1 Executive Summary
Big data is the result of the ever-increasing number of devices, sensors, and people interacting and producing data. But in the interest of privacy and efficiency, should machine learning (ML) projects always strive to work with such huge datasets? This is a question that should be asked to help guide the development of ML on its road to maturity so that it delivers the most efficient results while maintaining high accuracy and efficacy.
Often researchers must work with small datasets rather than with Big Data, as that is all that their resource and time constraints permit. But despite the reality that many resarchers and business face when it comes to availability and volume of data, privacy and data minimization trends seen in other industries make it possible that a preference to gather, store, and use smaller amounts of data may eventually emerge in ML as well. Small data may provide benefits in particular contexts, such as in industries that face challenges in collecting high volumes of data to train ML models, in scenarios where the computing power during training or operations should be reduced, or when adding ML capabilities to mobile and IoT devices adds significant value.
Small datasets in ML is not the standard yet, but considering this option can be useful to determine if your ML needs would be better suited to a small data approach.

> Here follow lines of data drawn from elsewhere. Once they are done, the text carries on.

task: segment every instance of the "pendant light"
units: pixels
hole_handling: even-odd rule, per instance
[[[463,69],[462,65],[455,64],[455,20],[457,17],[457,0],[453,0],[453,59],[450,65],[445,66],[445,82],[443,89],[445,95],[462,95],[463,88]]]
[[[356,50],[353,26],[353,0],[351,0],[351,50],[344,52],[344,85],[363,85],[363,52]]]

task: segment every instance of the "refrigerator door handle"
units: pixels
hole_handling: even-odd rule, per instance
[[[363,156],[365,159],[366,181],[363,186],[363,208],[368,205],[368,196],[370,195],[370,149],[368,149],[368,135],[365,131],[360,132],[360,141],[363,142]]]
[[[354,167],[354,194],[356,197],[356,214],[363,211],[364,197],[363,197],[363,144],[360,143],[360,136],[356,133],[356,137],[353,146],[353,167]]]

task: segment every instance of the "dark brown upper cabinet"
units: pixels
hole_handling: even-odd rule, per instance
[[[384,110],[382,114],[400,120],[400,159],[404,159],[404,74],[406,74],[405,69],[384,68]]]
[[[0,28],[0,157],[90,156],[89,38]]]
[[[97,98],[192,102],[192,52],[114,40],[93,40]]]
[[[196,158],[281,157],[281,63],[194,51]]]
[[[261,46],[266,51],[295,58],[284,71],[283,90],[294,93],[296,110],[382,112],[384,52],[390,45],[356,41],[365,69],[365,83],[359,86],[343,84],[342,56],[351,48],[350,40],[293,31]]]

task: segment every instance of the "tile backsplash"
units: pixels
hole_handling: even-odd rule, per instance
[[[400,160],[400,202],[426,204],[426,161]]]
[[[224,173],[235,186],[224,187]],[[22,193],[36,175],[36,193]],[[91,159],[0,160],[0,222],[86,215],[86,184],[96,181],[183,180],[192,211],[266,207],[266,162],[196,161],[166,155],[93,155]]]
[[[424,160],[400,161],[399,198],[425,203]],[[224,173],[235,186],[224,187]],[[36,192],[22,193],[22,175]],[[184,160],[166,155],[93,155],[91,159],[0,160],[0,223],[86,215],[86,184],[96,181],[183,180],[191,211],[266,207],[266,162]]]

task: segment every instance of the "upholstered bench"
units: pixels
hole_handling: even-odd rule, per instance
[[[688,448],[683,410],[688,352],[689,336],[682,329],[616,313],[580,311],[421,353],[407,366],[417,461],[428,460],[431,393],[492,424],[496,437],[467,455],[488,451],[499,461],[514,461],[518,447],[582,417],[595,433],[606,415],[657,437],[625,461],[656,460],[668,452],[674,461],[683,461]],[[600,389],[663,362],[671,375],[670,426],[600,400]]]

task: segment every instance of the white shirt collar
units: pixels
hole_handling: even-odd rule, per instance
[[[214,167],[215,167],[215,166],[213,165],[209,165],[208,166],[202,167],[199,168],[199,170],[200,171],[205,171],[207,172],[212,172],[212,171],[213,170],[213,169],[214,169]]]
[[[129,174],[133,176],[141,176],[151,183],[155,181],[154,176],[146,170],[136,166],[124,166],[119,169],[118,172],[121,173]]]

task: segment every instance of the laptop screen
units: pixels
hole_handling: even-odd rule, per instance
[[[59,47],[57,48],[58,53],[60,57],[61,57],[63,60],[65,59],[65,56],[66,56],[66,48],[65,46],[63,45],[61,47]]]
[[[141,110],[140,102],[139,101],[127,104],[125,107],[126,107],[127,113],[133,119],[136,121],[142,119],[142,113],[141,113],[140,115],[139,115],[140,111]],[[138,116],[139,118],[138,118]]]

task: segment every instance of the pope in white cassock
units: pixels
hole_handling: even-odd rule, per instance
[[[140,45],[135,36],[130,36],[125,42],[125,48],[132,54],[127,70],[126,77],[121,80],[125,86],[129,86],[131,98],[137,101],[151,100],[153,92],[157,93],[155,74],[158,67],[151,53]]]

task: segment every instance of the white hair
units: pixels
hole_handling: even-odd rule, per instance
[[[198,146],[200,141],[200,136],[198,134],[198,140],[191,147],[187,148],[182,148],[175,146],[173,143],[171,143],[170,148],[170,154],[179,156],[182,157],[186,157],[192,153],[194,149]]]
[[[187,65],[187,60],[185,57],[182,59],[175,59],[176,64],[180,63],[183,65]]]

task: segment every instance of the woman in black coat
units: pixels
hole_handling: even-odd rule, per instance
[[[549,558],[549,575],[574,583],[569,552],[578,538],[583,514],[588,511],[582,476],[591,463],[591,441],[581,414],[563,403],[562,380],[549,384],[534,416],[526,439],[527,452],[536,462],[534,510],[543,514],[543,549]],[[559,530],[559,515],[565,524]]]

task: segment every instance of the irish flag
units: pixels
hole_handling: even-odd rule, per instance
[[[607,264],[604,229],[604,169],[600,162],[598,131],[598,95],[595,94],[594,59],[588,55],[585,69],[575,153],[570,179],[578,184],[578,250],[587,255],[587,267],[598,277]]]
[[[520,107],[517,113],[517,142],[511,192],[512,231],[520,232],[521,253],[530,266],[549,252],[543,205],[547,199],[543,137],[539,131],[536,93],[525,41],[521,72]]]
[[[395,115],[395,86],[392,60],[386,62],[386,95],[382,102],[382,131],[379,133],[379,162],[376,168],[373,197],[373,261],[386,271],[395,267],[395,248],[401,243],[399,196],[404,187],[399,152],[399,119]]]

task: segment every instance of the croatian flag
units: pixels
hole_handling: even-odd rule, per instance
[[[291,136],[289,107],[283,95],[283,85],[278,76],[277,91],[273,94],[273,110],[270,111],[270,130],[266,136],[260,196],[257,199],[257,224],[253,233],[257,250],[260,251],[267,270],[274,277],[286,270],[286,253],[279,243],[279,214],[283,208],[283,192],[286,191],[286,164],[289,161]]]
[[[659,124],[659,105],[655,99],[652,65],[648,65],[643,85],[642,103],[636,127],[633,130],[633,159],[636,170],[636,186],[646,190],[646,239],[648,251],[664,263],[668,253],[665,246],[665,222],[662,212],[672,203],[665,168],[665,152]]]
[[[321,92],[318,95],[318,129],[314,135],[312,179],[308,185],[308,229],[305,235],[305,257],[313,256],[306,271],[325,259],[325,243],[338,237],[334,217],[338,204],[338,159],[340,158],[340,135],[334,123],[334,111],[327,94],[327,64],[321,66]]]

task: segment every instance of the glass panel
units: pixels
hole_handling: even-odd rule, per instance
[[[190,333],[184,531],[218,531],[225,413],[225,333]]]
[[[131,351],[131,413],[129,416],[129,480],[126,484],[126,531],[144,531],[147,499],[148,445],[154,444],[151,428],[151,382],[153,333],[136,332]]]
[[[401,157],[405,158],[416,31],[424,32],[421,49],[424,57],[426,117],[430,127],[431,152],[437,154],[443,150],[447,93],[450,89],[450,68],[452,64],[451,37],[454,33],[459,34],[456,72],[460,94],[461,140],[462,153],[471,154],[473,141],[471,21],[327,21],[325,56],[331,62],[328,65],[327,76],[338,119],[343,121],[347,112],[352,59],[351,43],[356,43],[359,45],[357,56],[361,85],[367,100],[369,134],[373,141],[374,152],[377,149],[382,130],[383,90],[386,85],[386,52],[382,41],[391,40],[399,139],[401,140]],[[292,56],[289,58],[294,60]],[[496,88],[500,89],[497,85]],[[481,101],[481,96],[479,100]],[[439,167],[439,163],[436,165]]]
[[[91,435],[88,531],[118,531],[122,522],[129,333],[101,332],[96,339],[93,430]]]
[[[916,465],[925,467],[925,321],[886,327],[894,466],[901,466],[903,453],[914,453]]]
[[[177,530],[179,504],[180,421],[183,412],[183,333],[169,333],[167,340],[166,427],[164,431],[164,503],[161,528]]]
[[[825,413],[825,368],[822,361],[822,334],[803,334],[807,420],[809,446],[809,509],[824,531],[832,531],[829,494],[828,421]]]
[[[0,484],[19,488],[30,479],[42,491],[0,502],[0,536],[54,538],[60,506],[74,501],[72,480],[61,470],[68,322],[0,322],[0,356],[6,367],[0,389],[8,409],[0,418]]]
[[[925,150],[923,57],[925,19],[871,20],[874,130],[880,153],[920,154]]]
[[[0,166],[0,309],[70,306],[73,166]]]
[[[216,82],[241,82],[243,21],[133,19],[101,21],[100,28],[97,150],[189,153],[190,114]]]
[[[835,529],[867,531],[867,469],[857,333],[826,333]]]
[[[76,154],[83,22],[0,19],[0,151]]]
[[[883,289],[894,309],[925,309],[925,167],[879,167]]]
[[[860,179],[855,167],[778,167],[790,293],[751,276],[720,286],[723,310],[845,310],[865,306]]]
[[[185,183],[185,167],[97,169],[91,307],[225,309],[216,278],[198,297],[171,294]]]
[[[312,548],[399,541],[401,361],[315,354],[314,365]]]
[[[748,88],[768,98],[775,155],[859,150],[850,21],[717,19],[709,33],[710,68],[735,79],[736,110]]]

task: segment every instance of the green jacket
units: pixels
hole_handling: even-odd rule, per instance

There are of course issues with using small datasets in ML, and they should not be taken lightly. But there are technological developments that can maintain high accuracy of ML models when using small datasets.
Small data refers to smaller datasets, but also on determining corellations on a smaller scale such as within an individual’s behaviors collected from an individual’s devices. Closely intertwined with and dependent on IoT, this is a data paradigm that sees the value in maintaining the context of the individual rather than simply amassing large quantities of data from the increasing number of smart devices.
The research on small data that pertains to Machine Learning was conducted primarily in the context of image classification models, where small datasets can be considered to have fewer than 100 images per class, although there still may be high numbers of classes. The information provided here should equip decision-makers to have informed conversations with technical experts and vendors and develop solutions that are well aligned with the business needs.